Using Feature Selection and Generation with GLM

Overview

Purpose

This tutorial covers the use of Oracle Data Miner 4.0 to leverage enhancements to the Oracle implementation of Generalized Liner Models (GLM) for Oracle Database 12c. These enhancements include support for Feature Selection and Generation. In this lesson, you learn how to use these GLM enhancements in a Classification model.

Time to Complete

Approximately 30 mins.

Introduction

Generalized Linear Models provide great transparency, which may be achieved at the expense of accuracy. With the introduction of a feature selection and generation capability, GLMs can maintain a high degree of accuracy without sacrificing transparency (the ability to explain the predictions made by the model).

Feature Selection is the process of selecting the most meaningful attributes. With feature selection, GLMs can be created with fewer predictors, leading to smaller models and faster scoring.
Feature Generation is the process of combining attributes into new features. With feature generation, GLMs use non-linear terms (up to cubic terms), leading to more powerful models and increased transparency.

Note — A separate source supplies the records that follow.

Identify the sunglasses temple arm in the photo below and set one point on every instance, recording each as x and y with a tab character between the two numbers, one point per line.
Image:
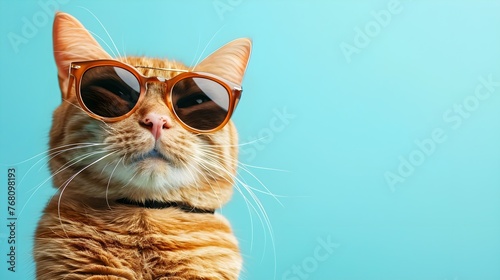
70	84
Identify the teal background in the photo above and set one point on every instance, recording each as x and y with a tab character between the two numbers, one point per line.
319	129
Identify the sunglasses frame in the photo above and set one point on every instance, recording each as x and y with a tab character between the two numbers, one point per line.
78	69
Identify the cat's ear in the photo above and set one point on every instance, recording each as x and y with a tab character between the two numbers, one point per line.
228	62
72	42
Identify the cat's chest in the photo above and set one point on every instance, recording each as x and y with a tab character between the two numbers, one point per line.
143	244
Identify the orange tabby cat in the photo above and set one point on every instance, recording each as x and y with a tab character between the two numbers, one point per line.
136	195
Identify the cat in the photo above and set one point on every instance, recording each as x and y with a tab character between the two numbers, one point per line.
136	196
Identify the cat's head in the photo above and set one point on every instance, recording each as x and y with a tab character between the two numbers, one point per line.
148	155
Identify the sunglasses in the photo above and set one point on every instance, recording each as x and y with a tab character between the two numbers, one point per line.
110	91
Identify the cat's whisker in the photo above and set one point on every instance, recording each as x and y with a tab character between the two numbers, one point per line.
250	192
192	67
35	189
203	166
107	33
109	180
259	207
67	182
197	49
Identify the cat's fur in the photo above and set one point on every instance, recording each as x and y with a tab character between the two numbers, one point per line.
84	233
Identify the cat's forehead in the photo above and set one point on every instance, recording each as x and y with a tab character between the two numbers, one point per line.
154	66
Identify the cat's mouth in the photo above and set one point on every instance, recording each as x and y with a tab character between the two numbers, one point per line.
152	155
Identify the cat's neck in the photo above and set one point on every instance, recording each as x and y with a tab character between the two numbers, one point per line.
154	204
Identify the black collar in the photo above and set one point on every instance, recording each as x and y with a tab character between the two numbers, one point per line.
153	204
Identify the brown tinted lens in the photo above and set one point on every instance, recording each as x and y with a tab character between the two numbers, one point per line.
200	103
109	91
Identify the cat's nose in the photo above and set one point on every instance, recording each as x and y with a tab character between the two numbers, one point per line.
156	123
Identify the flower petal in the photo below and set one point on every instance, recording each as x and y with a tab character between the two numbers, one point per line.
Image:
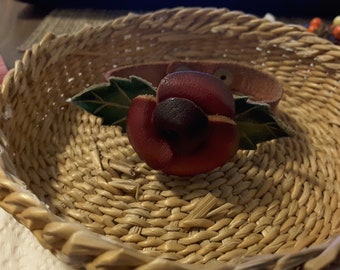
207	91
150	147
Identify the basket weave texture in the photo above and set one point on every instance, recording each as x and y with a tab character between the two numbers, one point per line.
84	193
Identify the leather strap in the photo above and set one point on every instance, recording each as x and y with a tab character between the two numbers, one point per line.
242	79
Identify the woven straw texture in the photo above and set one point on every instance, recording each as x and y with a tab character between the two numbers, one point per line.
87	197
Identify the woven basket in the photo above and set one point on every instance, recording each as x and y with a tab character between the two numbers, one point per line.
87	197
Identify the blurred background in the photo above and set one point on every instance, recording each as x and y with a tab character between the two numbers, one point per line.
287	8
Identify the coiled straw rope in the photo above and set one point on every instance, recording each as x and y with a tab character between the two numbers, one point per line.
87	197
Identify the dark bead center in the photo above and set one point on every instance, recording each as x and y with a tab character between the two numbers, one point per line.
182	123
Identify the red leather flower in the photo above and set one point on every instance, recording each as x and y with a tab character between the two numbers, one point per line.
188	127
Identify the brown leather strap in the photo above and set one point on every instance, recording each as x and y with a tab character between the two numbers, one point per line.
242	79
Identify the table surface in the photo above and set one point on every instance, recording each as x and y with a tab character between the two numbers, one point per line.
17	21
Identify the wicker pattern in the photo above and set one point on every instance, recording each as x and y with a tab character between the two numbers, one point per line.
86	196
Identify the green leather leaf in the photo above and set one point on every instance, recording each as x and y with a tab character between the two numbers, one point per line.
257	123
111	101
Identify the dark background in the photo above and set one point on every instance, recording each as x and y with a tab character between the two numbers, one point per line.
287	8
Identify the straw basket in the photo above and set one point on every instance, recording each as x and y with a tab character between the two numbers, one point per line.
87	197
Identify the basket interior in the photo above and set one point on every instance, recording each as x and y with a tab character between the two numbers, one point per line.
281	198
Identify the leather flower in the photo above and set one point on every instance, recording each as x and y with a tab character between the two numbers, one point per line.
188	128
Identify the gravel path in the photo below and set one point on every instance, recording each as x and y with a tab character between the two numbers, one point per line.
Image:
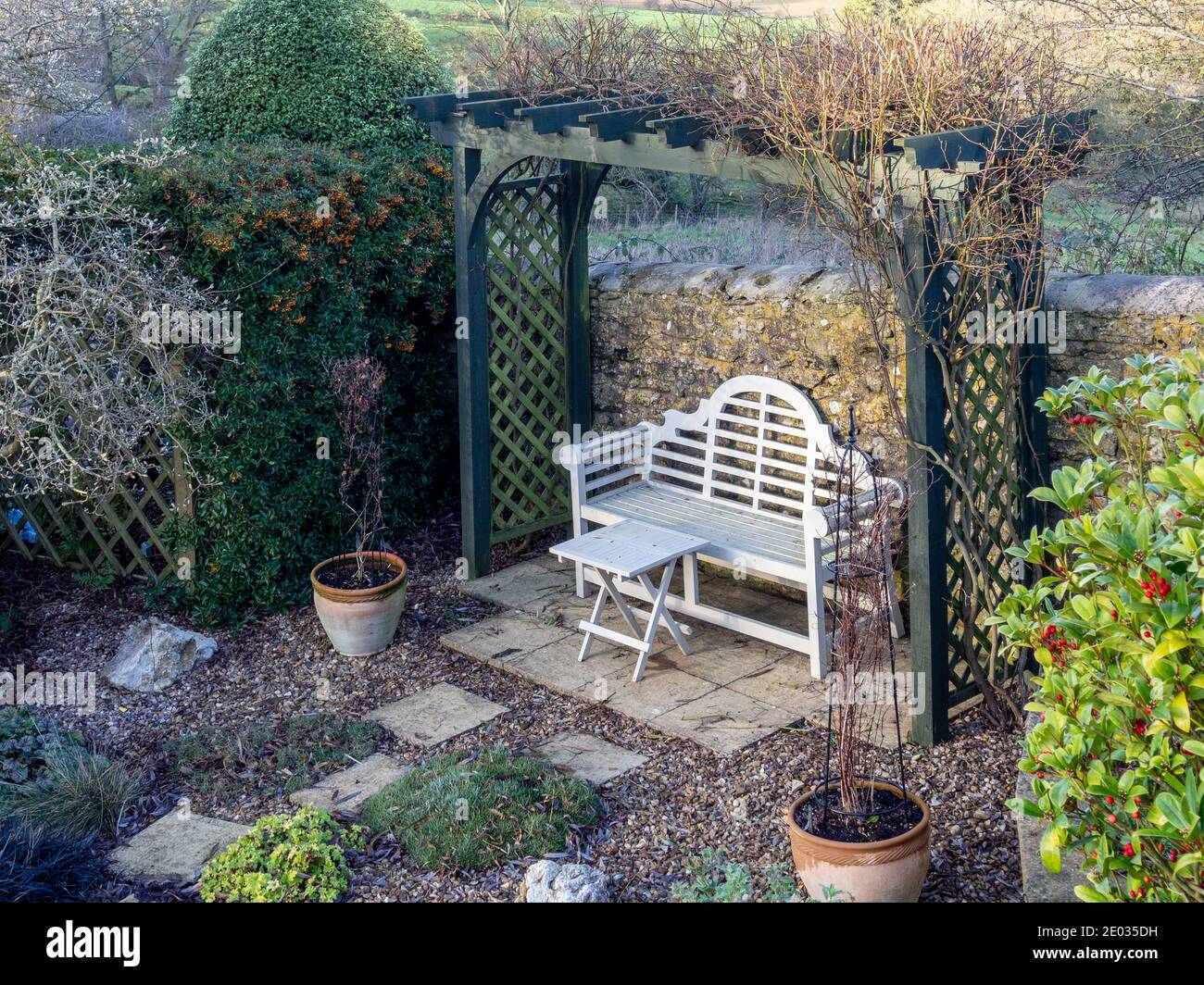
682	801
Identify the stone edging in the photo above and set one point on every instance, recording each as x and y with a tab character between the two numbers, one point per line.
1104	294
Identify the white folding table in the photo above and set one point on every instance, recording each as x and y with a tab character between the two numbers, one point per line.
629	551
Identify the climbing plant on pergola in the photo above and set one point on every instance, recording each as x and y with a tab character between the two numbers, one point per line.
528	170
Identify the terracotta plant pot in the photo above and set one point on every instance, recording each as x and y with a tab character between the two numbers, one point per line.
360	621
890	871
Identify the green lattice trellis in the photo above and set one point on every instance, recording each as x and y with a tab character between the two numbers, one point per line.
986	387
528	371
526	173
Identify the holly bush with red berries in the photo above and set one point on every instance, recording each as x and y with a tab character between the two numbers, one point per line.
1114	623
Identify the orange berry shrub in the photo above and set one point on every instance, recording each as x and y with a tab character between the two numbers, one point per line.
1114	625
326	255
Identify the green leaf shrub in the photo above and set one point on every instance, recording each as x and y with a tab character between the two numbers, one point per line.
321	71
1114	624
713	878
478	811
328	255
284	859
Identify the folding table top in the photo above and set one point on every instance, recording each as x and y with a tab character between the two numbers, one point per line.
629	548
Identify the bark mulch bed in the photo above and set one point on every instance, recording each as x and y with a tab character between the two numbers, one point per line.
682	801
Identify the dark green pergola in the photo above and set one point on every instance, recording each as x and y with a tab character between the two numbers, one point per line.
526	177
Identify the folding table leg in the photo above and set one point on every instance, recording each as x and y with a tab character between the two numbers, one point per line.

In this lesson, you will create a new workflow that illustrates these enhancements.

Scenario

This lesson focuses on a business problem that can be solved by applying a Classification model. In our scenario, ABC Company wants to know which customer attributes are most significant in predicting the gender of a customer. The new feature selection / generation enhancements are used as part of this mining exercise.

In this new workflow, you:

Identify and select two new data sources from the Oracle Database sample SH schema: the SALES and CUSTOMERS tables.
Summarize the QUANTITY_SOLD and AMOUNT_SOLD measures from the SALES table by Customer and Product, over the Promotion and Channel dimensions.
Place the summarized data into a new table.
Join the summarized sales data with customer data to provide a pool of data for the Classification model.
Apply the Feature Selection / Generation option with a GLM algorithm and examine the results.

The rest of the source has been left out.